The first article in a series reviewing the Impact of the NEW VA Regulations on Aid & Attendance
In January 2015, the Department of Veterans Affairs (the "VA") published proposed regulations amending eligibility requirements for its needs-based programs, including the veteran's aid and attendance pension benefit for veterans and their surviving spouses (referred to herein as the "Aid & Attendance pension benefit"). The VA reports that it received over 850 comments to the proposed regulations during the public comment period, which ended in late March 2015. Since then we have been waiting to learn to what extent the VA would make changes to those proposed regulations, unsure whether the final regulations would impact clients' applications that were in process when the final regulations were finally published.
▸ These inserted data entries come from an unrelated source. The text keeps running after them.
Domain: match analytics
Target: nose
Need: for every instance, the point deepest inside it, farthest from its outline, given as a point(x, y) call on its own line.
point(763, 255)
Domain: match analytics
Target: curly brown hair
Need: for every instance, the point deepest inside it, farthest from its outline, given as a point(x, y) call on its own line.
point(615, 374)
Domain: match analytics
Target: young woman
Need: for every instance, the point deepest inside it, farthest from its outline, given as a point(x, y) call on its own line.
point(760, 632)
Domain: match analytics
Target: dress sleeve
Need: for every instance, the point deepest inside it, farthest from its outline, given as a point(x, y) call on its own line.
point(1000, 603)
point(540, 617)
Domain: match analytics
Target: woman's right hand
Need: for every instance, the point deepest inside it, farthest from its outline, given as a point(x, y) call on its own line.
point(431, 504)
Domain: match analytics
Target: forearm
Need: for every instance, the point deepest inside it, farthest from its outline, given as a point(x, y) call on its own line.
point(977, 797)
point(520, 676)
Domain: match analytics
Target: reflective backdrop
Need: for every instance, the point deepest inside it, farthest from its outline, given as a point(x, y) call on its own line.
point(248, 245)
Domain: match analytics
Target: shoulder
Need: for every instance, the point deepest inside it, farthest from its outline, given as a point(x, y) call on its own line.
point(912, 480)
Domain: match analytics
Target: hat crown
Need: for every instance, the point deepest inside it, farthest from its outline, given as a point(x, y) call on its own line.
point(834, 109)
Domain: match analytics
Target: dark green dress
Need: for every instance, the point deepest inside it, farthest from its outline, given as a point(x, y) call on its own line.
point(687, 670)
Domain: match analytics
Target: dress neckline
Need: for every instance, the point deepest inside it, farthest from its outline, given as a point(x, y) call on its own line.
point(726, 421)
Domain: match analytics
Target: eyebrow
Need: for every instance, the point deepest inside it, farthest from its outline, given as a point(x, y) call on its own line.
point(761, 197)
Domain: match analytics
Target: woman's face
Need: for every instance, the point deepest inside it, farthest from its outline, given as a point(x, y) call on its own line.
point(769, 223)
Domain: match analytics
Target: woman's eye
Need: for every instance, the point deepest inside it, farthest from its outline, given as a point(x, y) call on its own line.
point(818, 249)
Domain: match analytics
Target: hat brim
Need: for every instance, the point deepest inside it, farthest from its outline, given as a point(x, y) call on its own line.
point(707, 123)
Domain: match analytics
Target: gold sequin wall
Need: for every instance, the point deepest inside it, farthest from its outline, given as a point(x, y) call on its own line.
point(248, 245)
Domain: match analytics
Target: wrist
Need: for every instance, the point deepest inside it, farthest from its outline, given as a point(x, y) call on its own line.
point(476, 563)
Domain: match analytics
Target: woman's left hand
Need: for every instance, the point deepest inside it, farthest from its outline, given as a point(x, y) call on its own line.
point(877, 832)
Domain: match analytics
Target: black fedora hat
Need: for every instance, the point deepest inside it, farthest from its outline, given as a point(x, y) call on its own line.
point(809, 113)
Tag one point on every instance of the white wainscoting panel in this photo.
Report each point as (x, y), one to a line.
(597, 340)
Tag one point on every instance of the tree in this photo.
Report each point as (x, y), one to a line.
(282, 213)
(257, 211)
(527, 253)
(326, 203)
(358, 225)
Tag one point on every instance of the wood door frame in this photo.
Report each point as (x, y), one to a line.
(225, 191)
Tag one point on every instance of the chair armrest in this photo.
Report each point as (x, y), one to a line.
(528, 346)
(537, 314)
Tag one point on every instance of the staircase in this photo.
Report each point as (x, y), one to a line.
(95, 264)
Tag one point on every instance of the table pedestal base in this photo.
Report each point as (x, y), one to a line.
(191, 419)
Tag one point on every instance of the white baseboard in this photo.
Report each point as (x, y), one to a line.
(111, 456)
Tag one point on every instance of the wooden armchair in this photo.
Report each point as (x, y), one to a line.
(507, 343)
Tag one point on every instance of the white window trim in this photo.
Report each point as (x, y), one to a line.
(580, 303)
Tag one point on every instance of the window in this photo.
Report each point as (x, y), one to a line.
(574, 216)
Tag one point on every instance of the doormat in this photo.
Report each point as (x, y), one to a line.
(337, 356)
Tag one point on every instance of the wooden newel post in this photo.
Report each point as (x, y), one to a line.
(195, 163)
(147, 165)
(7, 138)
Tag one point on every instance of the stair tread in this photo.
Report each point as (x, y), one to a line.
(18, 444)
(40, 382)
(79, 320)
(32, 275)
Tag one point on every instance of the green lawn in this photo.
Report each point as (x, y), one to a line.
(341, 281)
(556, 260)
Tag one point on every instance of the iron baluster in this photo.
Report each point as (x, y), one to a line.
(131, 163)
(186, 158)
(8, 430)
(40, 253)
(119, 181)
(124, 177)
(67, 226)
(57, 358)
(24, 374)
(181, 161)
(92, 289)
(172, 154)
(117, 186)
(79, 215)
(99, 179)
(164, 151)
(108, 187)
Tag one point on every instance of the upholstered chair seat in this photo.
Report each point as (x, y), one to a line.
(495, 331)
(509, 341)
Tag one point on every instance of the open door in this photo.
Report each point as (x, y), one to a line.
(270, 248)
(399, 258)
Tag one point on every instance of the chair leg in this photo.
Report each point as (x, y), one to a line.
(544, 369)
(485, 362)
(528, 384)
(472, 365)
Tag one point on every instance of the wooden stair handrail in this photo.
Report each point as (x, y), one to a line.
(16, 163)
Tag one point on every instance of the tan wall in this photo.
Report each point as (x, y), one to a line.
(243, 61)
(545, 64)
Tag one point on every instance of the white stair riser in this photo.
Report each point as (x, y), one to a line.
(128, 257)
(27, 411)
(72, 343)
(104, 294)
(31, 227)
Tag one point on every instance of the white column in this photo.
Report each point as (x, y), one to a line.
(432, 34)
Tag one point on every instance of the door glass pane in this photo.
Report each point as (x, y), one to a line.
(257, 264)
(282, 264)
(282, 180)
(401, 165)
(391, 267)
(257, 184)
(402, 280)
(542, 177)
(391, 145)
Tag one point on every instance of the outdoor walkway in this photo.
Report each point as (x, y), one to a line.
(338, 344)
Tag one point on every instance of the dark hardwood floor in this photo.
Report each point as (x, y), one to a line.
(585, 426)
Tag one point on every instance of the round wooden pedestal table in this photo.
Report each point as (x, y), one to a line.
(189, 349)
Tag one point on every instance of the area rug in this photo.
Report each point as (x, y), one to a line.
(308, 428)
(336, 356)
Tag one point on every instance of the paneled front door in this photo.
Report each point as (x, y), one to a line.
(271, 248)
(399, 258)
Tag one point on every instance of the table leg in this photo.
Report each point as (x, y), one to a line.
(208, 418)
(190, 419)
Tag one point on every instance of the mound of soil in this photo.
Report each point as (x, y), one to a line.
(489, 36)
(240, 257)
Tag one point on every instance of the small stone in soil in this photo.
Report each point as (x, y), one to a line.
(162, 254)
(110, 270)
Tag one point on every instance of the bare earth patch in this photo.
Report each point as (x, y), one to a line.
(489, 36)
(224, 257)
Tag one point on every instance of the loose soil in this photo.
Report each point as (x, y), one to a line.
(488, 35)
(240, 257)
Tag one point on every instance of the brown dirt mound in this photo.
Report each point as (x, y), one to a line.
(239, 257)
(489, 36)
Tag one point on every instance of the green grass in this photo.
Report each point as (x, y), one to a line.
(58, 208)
The final regulations were published on September 18, and are effective as of October 18, 2018. For professionals who work with veterans, their surviving spouses and families, the final regulations bring significant changes to the considerations that bear on their planning for such individuals.
The final regulations made major changes in three areas that will impact planning for the Aid & Attendance pension benefit: the calculation of net worth, an expansion of the types of expenses which can be taken as unreimbursed medical deductions from income, and the imposition of a three-year look back period for certain transfers, and penalties for such transfers. I will discuss each change in detail over the course of three installments. It should be noted that some changes to the proposed regulations may well be very favorable for claimants notwithstanding the new penalty for certain transfers. This post will concentrate on the new net worth regulations, because the transfer rules really cannot be understood without first comprehending the net worth rules. (Unless otherwise noted, all section references are to 38 C.F.R., Part 3.)